Мало о чем Соловьев писал с таким гневом и та­ким сарказмом, как о повседневно происходящем во всем мире отравлении любви повседневным обур- жуазиванием и — что еще хуже — животной сексу­альностью. Любое исключительно чувственное отно­шение к женщине он объявляет патологией, которую следует описывать в учебниках по сексопатологии как фетишизм. Чрезвычайно серьезно Соловьев от­стаивает парадоксальное мнение, что гораздо допус­тимее чувственное возбуждение от вымытого и еще не просохшего передника, чем от женского тела, от­деленного от духа и души женщины. Передник, предмет неживой, не будет оскорблен такими чувст­вами, а женщину, рассматриваемую лишь как пред­мет плотского удовольствия, такое отношение убива­ет как человека. Соловьев заходит так далеко, что обвиняет мужчин, примитивно или рафинированно предающихся наслаждению бездуховной женской плотью, не только в фетишизме, но даже в некрофи­лии. Поэтому невропатологи, помогающие путем гипноза и искусственного вызывания чувственных видений робким людям и другим больным вести нормальную половую жизнь, в его глазах — преступ­ники.

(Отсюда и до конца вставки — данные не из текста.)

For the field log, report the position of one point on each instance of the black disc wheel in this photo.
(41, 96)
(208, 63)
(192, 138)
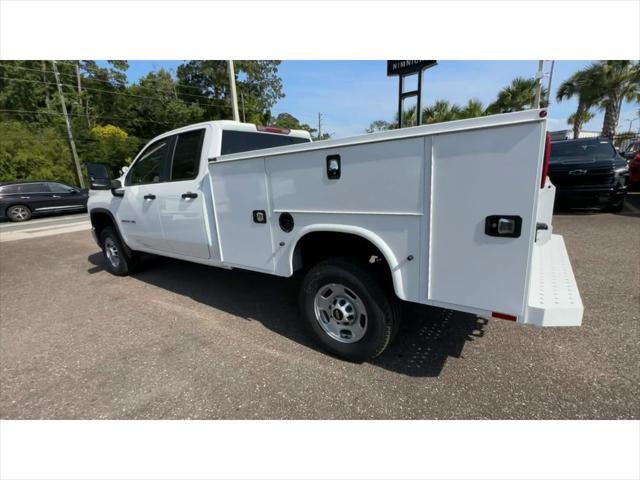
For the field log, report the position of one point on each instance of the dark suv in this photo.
(19, 201)
(588, 173)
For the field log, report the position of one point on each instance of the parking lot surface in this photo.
(180, 340)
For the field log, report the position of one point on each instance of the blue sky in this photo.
(352, 94)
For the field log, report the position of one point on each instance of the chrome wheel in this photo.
(19, 213)
(111, 251)
(340, 313)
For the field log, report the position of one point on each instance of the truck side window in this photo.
(186, 155)
(235, 141)
(150, 167)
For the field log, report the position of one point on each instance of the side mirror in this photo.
(116, 188)
(98, 176)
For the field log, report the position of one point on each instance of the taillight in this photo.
(262, 128)
(545, 163)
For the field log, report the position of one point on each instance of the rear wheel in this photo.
(19, 213)
(347, 310)
(120, 261)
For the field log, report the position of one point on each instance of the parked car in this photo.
(632, 154)
(456, 215)
(21, 200)
(588, 173)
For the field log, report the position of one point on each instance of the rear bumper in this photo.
(586, 197)
(554, 299)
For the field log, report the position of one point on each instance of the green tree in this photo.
(286, 120)
(156, 107)
(518, 95)
(616, 81)
(28, 152)
(582, 85)
(206, 82)
(579, 119)
(441, 111)
(474, 108)
(109, 145)
(379, 126)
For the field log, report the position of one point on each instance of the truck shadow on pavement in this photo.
(428, 336)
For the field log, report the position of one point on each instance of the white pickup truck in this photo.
(456, 215)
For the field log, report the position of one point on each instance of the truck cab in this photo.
(162, 202)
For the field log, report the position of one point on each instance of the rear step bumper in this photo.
(554, 300)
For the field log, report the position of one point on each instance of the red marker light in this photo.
(262, 128)
(545, 163)
(504, 316)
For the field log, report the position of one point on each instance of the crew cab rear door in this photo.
(181, 198)
(485, 184)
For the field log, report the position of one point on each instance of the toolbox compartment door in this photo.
(479, 177)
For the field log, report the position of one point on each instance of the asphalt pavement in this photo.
(181, 340)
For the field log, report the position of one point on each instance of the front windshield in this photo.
(571, 150)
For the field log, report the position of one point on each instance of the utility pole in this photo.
(549, 86)
(76, 160)
(47, 99)
(539, 75)
(234, 96)
(244, 118)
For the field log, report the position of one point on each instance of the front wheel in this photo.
(347, 310)
(19, 213)
(118, 261)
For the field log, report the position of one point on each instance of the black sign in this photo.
(397, 67)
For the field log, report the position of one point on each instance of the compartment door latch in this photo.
(509, 226)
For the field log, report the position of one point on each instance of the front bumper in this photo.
(95, 237)
(554, 299)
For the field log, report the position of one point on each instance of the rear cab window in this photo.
(234, 141)
(8, 189)
(185, 163)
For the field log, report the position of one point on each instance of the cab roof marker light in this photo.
(504, 316)
(283, 131)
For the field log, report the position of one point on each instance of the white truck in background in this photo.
(456, 215)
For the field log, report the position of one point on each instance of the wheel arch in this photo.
(360, 233)
(101, 218)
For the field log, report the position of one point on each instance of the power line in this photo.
(133, 95)
(209, 99)
(94, 79)
(82, 115)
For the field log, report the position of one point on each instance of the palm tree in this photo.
(441, 111)
(517, 96)
(617, 81)
(579, 118)
(583, 85)
(472, 109)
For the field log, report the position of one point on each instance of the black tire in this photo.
(382, 310)
(112, 247)
(616, 207)
(19, 213)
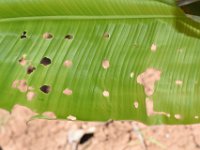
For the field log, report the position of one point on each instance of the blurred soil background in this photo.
(16, 134)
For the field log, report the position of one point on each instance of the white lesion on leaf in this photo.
(148, 80)
(150, 109)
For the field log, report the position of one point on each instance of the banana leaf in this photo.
(99, 60)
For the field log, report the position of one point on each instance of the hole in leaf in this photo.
(106, 35)
(45, 61)
(67, 92)
(30, 69)
(69, 37)
(68, 63)
(23, 36)
(21, 85)
(45, 89)
(86, 137)
(23, 60)
(106, 94)
(105, 64)
(47, 36)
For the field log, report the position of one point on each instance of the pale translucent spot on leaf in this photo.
(105, 64)
(30, 95)
(68, 63)
(179, 82)
(136, 104)
(132, 75)
(178, 116)
(67, 92)
(148, 79)
(106, 35)
(106, 94)
(72, 118)
(150, 109)
(47, 36)
(153, 47)
(45, 89)
(22, 60)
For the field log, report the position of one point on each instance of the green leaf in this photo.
(90, 60)
(190, 6)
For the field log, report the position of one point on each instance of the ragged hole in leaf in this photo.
(45, 61)
(22, 60)
(69, 37)
(106, 64)
(68, 63)
(23, 36)
(67, 92)
(47, 35)
(179, 82)
(30, 95)
(148, 80)
(45, 89)
(21, 85)
(106, 94)
(30, 69)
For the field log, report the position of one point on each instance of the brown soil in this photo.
(15, 134)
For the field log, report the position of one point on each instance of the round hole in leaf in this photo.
(45, 89)
(30, 69)
(45, 61)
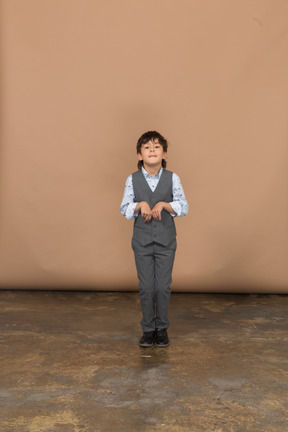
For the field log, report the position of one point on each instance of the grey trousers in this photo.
(154, 264)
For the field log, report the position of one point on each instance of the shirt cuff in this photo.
(176, 207)
(130, 211)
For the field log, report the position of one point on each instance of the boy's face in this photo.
(152, 153)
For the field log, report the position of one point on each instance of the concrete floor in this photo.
(70, 362)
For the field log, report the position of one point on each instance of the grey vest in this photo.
(162, 231)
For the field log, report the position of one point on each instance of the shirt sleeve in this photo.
(128, 205)
(179, 203)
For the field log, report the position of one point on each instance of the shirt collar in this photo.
(148, 176)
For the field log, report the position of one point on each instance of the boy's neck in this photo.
(152, 170)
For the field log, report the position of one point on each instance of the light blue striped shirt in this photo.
(179, 203)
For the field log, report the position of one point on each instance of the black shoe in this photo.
(161, 339)
(147, 339)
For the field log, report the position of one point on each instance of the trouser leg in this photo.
(145, 265)
(164, 260)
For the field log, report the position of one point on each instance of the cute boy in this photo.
(153, 196)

Если толковать Соловьева — что, к слову, уже нередко случалось — на основании полного отрица­ния им плотской страсти как защитника и сторонни­ка «мирской аскезы», то он останется непонятым. Чуть менее резко, хотя не менее иронично, чем к чистым сексуалистам, он относится к апологетам чистой любви, фальшивым спиритуалистам и мора- листам-импотентам, желающим превратить людей в ангелов со старых картин, «у которых есть только голова да крылышки и больше ничего». Соловьев насмехается: этого им довольно, чтобы держаться на определенной высоте, но недостаточно, чтобы на этой высоте что-либо пережить, а тем более — со­вершить.

В качестве высшей мудрости этой чересчур высо­конравственной и духовной философии любви Со­ловьев цитирует известную максиму: «Не верь в лю­бовь или считай ею поэзию».

Это крайне отрицательное отношение к морализи­рующей любовной аскезе восходит у Соловьева не только к его метафизике «положительного всеедин­ства», но и к его пониманию христианства как рели­гии воплотившегося Божества. «Ложная духовность есть отрицание плоти, истинная духовность есть ее перерождение, спасение, воскресение».

Из всего сказанного очевидно, что Соловьев пони­мал любовь как неделимое, священное для него трие­динство духа, души и тела. Для него дело — не в по­давлении чувств, тем более — не в их изгнании из мистерии любви, но лишь в их правильном включе­нии в любовное единство. «Когда нуль ставится по­сле целого числа, он увеличивает его в десять раз, а когда ставится прежде него, то во столько же умень­шает или раздробляет его, превращая его в десятич­ную дробь...»

Насколько неверно понимание философии любви Соловьева как отстаивание аскезы, видно из его тру­да о жизненной драме Платона, написанного четыре года спустя после «Смысла любви». В этом труде, трактующем о ступенях любви, Соловьев отводит ас­кезе предпоследнее место. Возможно, аскеза и может защитить божественный эрос от нападок низменной чувственности, но она не в состоянии открыть ему путь к действенной люови; ей не по силам восстано­вить изначальную богоподобность человека.

У Соловьева эти рассуждения — как в Библии и в античной философии — увенчиваются известной идеей андрогинизма, столь глубоко обоснованной в философии Нового времени Якобом Бёме. Разумеет­ся, профессор Сенковский прав, подчеркивая, что Соловьев никогда не представлял себе андрогина как существо дополовое, но одновременно потенциально двуполое, как его описывает Эмпедокл:

Шару подобный, окружным покоем гордящийся

Сферос.

Ни непристойной борьбы, ни ссоры нет в его членах.